The ACA does not reference what standard of care guidelines it is referring to in regards to "universally accepted standards of care." Nor is the ACA Policy explicit regarding the extent of differential diagnosis necessary to meet their arbitrary standard.

For example, most chiropractors who practice conservative, traditional care focused on the management of vertebral subluxation limit their care to the vertebral subluxation and do not attempt to diagnosis diseases, disorders or syndromes beyond this. Instead, the subluxation centered chiropractor makes note of unusual findings and recommends the patient seek diagnosis and treatment of other conditions by an appropriate medical physician.

Such practices are consistent with published policy statements such as those from the Foundation for Vertebral Subluxation and the International Federation of Chiropractors and Organizations.

The adoption of such an extreme policy by an organization such as the ACA that represents only a small fraction of the profession (an estimated 6000 full dues paying members versus 70,000 practicing chiropractors) is thought to reflect the ACA's attempts to position chiropractors as primary care providers who can diagnose and treat a broad spectrum of human ailments despite the fact that chiropractors are not trained at the same level as medical physicians to administer such care.

The ACA's move is in concert with other related policy and political actions within the profession by a group broadly known as the Chiropractic Cartel. This Cartel has seized control of the educational and regulatory aspects of the profession in calculated moves in an effort to expand chiropractic's diagnostic and treatment scope, including the addition of pharmaceuticals.

Most conservative chiropractors hold that it is their responsibility to determine if a patient is presenting with a vertebral subluxation amenable to chiropractic care or if there is some other condition that requires medical care and referral.
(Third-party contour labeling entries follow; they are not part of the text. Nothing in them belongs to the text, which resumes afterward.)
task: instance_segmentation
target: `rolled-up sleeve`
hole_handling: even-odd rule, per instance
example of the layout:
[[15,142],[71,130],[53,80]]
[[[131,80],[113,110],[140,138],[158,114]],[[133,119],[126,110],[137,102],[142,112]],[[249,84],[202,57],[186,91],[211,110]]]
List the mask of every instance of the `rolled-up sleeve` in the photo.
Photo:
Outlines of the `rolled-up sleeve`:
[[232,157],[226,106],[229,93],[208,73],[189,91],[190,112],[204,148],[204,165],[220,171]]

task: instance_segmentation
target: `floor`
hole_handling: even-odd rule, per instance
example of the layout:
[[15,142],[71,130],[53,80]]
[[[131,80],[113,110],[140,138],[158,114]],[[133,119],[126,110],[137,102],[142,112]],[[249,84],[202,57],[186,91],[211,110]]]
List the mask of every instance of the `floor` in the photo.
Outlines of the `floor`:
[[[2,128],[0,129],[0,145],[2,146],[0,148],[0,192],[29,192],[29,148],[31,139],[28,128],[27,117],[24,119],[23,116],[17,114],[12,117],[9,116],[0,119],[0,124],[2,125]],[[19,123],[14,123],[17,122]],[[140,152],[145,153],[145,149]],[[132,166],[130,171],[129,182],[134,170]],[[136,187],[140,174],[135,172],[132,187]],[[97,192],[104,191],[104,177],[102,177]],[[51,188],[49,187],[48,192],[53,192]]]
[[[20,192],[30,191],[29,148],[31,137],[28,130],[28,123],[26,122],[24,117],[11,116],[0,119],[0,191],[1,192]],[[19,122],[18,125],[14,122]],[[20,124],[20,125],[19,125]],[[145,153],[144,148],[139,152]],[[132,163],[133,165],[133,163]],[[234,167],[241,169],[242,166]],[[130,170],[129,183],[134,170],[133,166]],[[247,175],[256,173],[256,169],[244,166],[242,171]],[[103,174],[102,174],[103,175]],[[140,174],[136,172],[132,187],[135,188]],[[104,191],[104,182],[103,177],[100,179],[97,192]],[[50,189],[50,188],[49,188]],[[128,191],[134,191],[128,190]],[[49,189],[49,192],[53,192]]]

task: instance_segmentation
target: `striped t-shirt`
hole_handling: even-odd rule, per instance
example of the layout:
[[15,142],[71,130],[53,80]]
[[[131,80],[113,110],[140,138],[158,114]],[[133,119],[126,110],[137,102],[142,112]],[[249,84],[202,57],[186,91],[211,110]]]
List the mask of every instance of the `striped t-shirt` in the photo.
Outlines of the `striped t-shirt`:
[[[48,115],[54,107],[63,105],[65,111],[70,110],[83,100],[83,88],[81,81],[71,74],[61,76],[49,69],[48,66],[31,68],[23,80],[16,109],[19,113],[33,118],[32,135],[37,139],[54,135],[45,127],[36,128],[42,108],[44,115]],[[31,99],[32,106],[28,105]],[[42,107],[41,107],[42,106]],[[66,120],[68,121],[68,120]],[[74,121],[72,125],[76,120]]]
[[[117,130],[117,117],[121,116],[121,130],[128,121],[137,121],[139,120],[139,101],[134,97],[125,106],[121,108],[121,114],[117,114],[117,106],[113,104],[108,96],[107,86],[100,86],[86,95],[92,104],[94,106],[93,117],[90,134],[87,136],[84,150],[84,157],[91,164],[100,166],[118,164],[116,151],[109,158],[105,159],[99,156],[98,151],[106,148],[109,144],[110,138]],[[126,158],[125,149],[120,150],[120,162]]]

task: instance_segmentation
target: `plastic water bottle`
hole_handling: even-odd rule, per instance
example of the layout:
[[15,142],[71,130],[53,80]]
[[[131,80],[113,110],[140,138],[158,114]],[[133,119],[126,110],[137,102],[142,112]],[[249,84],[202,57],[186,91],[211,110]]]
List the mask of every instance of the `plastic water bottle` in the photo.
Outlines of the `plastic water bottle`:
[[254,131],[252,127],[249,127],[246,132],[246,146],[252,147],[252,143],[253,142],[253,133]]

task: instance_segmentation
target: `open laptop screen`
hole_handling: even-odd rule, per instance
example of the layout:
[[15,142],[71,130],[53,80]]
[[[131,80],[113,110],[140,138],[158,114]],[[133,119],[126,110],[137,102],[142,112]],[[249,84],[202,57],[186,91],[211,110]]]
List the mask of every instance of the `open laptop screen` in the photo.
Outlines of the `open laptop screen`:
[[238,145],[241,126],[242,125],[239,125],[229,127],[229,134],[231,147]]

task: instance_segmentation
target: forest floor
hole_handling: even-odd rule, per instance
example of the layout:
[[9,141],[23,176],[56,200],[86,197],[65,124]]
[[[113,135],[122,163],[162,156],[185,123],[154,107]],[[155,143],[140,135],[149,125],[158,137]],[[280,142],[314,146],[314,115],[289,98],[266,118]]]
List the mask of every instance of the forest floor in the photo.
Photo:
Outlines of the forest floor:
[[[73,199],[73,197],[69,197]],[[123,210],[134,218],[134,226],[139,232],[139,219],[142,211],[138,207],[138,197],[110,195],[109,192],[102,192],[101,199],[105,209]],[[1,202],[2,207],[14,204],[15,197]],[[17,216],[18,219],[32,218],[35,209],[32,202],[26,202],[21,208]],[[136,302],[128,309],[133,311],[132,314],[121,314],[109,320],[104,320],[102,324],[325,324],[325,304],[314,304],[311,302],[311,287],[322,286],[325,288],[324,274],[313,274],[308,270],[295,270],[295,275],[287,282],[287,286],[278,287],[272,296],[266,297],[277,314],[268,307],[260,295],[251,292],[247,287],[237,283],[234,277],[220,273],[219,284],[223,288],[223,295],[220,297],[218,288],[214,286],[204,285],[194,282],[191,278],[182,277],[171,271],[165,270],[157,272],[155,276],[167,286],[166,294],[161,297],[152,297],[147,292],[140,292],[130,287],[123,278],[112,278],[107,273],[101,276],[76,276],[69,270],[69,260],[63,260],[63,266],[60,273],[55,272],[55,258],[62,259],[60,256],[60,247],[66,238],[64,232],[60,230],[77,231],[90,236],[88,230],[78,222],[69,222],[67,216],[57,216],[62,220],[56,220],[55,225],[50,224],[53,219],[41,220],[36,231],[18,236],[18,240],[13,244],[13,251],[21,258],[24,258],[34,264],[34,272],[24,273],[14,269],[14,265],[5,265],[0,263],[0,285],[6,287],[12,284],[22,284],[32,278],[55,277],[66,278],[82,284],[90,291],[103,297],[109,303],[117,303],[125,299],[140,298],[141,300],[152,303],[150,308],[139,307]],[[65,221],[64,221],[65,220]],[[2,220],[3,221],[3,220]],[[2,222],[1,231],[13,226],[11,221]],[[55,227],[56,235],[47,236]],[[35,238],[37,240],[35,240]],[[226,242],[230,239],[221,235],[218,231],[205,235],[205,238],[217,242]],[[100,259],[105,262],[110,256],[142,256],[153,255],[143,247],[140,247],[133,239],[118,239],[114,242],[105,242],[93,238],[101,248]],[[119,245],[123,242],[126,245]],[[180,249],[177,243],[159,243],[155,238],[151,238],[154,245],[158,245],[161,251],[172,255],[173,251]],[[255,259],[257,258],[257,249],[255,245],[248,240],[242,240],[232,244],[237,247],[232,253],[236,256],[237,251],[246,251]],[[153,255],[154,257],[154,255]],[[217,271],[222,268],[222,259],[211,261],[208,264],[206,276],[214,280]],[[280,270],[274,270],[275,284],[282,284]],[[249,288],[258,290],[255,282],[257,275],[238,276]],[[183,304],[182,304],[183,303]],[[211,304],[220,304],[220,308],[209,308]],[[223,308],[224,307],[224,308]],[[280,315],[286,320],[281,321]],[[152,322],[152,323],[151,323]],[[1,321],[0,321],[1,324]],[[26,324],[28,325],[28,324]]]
This new policy obstensibly attempts to force all chiropractors into practicing as medical physicians and characterizes those that don't as a threat to public health. Making matters worse is the added condemnation within the policy that prepay plans based on a diagnosis of vertebral subluxation or even wellness plans where families routinely visit chiropractors for spinal checkups in the absence of disease are now considered in violation of an unnamed and unreferenced standard of care.

Chiropractors are urged to check their state's scope of practice and their board's policies, rules and regulations in regards to diagnosis and financial arrangements making sure they are practicing in accordance with those state guidelines as opposed to the ACA's policy. ACA members are especially urged to review these guidelines and give them thoughtful consideration considering the implications from the perspective of malpractice and regulatory proceedings. Plaintiff's attorney's will no doubt seize on this policy in those cases where the defendent is an ACA member and has not complied with the policy.

Chiropractors who are members of other trade organizations are likewise urged to consult their organizations policies concerning diagnosis and pre-pay plans.